Thematische Zuordung Serie 1848–1945:
III. BILATERALE BEZIEHUNGEN
12. Italien
12.1. Allgemeine Beziehungen
Abgedruckt in
Diplomatische Dokumente der Schweiz, Bd. 9, Dok. 349
volume linkBern 1980
Mehr… |▼▶Aufbewahrungsort
| Archiv | Schweizerisches Bundesarchiv, Bern | |
▼ ▶ Signatur | CH-BAR#E2300#1000/716#903* | |
| Alte Signatur | CH-BAR E 2300(-)1000/716 396 | |
| Dossiertitel | Rom, Politische Berichte und Briefe, Militärberichte, Band 27 (1927–1927) |
dodis.ch/45366
Der schweizerische Gesandte in Rom, G. Wagnière, an den Vorsteher des Politischen Departementes, G. Motta1
Un membre de nos chambres fédérales, de passage à Rome, m'a exprimé sur nos relations avec l’Italie des idées décourageantes. «Nous ne maintenons la paix et l’amitié, a-t-il dit en substance, qu’en nous résignant à subir beaucoup d’ennuis.» Si ce ne furent pas ses propores paroles, ce fut bien le sens des propos qu’il m’a tenus au cours d’une longue conversation2.
Veuillez me permettre de développer ici ce que j’ai répondu à ce parlementaire, en ajoutant certains détails que je ne lui ai pas fournis, mais que je juge utile de mettre sous vos yeux.
Pour juger les relations de la Suisse avec l’Italie, il faut considérer aussi les rapports de l’Italie avec ses autres voisins. Je ne parle pas de la Yougoslavie: vous savez ce qu’il en est. Je ne parle pas de l’Autriche, qui continue à éprouver toutes les humiliations de la défaite. Mais voyez la France, nation alliée; voyez comment on interprête ici chacun de ses actes, les campagnes incessantes de la presse, les démonstrations navales dont elle a lieu de s’alarmer, les perpétuels incidents à sa frontière, infiniment plus graves que ceux dont nous avons à nous plaindre, et pour lesquels la France n’obtient souvent aucune satisfaction. Je puis citer aussi l’Allemagne. C’est contre son Ambassade que furent organisées les plus violentes manifestations qui se soient produites à Rome à l’adresse d’une puissance étrangère sous le régime fasciste. A cette heure, les journaux partent en guerre contre l’ancien empire allié pour le moindre article de la presse allemande sur la question du Haut Adige.

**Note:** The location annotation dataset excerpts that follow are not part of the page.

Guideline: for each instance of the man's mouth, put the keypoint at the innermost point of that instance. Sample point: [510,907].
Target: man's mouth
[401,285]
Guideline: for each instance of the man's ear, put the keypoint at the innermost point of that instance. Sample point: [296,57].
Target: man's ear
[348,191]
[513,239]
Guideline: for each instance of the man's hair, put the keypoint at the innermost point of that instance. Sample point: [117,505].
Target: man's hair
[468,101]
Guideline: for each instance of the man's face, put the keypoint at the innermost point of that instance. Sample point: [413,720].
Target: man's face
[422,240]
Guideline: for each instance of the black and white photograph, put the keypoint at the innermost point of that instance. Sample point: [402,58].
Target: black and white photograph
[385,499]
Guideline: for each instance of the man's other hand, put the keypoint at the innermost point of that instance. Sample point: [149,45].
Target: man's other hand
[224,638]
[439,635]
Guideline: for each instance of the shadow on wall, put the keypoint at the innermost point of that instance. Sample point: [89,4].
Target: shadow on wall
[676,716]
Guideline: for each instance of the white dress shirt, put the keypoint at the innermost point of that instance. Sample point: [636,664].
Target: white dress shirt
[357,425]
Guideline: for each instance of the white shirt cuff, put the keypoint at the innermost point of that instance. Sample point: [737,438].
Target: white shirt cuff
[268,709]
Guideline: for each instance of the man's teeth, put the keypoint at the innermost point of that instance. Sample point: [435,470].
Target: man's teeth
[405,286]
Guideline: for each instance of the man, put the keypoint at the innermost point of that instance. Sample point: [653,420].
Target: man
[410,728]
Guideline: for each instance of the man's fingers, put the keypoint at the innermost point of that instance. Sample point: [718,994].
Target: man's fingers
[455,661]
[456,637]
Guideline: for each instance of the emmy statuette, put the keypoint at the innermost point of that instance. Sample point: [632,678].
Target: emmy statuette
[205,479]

En réalité, l’Italie se trouve, depuis le coup d’Etat fasciste, dans un état qui rappelle celui de la République française au lendemain de la révolution. Le bouleversement de ses institutions intérieures, les mesures extraordinaires qu’elle a prises pour la défense d’un régime combattu âprement par les émigrés à l’étranger, les forces qu’elle accumule à sa frontière contre leurs machinations possibles, la fièvre nationaliste que le Gouvernement entretient à dessein, car cette exaltation nationale est nécessaire à son existence, elle justifie tous ses actes, elle le fait vivre: tous ces éléments devaient avoir leur répercussion sur les relations du Royaume avec les autres pays, et en particulier avec ses voisins.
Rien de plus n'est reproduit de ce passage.